84.9LGMay 25Code
ViroBench: Benchmarking Nucleotide Foundation Models on Viral Genomics TasksDongxin Ye, Fang Hu, Han Hu et al.
Nucleotide sequences constitute the fundamental genetic basis of biological systems, rendering viral genomic analysis critical for biomedical advancement. Despite progress in biological foundation models, specifically nucleotide foundation models (NFMs), the field lacks a unified standard for viral genomics to facilitate community development and enforce biosecurity constraints. To address this, we introduce ViroBench, the first comprehensive and large-scale benchmark specifically designed for NFMs in viral settings.

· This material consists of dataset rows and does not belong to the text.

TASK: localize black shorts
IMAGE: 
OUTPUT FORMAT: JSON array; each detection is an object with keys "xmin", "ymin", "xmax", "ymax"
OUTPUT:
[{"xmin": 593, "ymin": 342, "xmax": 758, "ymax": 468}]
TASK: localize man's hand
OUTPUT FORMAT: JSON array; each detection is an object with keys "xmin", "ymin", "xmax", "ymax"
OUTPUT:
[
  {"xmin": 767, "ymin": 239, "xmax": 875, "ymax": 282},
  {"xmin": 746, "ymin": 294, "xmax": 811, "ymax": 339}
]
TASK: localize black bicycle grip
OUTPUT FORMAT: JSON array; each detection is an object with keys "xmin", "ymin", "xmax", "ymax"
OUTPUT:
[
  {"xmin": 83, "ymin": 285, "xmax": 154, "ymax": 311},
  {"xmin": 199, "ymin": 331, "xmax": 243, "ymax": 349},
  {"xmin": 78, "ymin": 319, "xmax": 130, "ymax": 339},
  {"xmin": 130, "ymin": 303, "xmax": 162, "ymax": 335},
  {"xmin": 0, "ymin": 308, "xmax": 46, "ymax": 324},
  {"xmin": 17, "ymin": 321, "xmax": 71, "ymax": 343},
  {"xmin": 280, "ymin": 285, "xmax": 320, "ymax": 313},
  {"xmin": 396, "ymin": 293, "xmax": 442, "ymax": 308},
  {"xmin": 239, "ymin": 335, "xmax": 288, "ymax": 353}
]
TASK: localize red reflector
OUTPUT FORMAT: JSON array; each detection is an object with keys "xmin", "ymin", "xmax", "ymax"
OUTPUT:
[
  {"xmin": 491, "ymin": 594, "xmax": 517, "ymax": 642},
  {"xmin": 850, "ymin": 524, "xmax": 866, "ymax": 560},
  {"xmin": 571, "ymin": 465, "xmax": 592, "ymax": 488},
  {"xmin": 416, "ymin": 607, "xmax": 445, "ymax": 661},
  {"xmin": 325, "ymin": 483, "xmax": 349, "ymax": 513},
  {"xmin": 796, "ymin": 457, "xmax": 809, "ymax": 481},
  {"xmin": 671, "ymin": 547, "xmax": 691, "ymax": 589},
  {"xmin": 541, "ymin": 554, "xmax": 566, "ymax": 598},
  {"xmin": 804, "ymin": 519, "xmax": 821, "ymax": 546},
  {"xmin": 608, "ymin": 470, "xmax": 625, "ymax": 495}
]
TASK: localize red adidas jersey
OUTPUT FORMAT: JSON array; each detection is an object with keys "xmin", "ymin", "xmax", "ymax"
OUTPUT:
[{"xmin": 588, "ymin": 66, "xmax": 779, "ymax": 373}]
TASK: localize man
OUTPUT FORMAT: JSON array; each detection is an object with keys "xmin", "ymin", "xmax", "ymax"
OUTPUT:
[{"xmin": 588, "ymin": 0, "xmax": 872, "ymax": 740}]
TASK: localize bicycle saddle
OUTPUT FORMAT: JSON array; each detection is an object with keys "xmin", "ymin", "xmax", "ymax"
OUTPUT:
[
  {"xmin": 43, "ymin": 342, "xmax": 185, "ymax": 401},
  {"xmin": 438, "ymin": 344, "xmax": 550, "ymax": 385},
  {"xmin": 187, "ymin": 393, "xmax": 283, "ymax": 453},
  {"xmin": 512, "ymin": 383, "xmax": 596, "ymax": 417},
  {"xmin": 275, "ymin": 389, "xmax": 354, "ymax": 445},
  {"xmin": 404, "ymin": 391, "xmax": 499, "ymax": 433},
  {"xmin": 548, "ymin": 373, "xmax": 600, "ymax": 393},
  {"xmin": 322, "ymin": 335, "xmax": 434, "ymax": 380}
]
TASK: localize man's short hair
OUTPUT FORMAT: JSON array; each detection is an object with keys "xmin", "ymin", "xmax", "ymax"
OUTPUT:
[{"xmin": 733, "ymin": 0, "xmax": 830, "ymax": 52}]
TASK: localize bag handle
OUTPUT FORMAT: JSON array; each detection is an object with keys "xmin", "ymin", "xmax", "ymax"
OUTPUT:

ViroBench evaluates models across two critical dimensions: biological understanding and latent biosecurity risk, covering 18 diverse scenarios within 4 task types. Extensive evaluation of 66 NFMs across diverse architectures yields three critical conclusions. Firstly, NFMs exhibit a performance degradation in biological understanding under phylogenetic and temporal shifts, indicating weak extrapolation capabilities. Secondly, generation tasks reveal a decoupling between statistical likelihood and biological functional validity, posing latent biosecurity risks. Thirdly, controlled ablation studies reveal that taxonomic diversity in pretraining data outweighs parameter scale. Specifically, a lightweight baseline trained on diverse data achieves a 67.5% performance gain over its original model. Overall, ViroBench provides interpretable, diagnostic evaluations and a reproducible measurement framework for future research on viral nucleotide foundation models. The datasets and code are publicly available at https://github.com/QIANJINYDX/ViroBench.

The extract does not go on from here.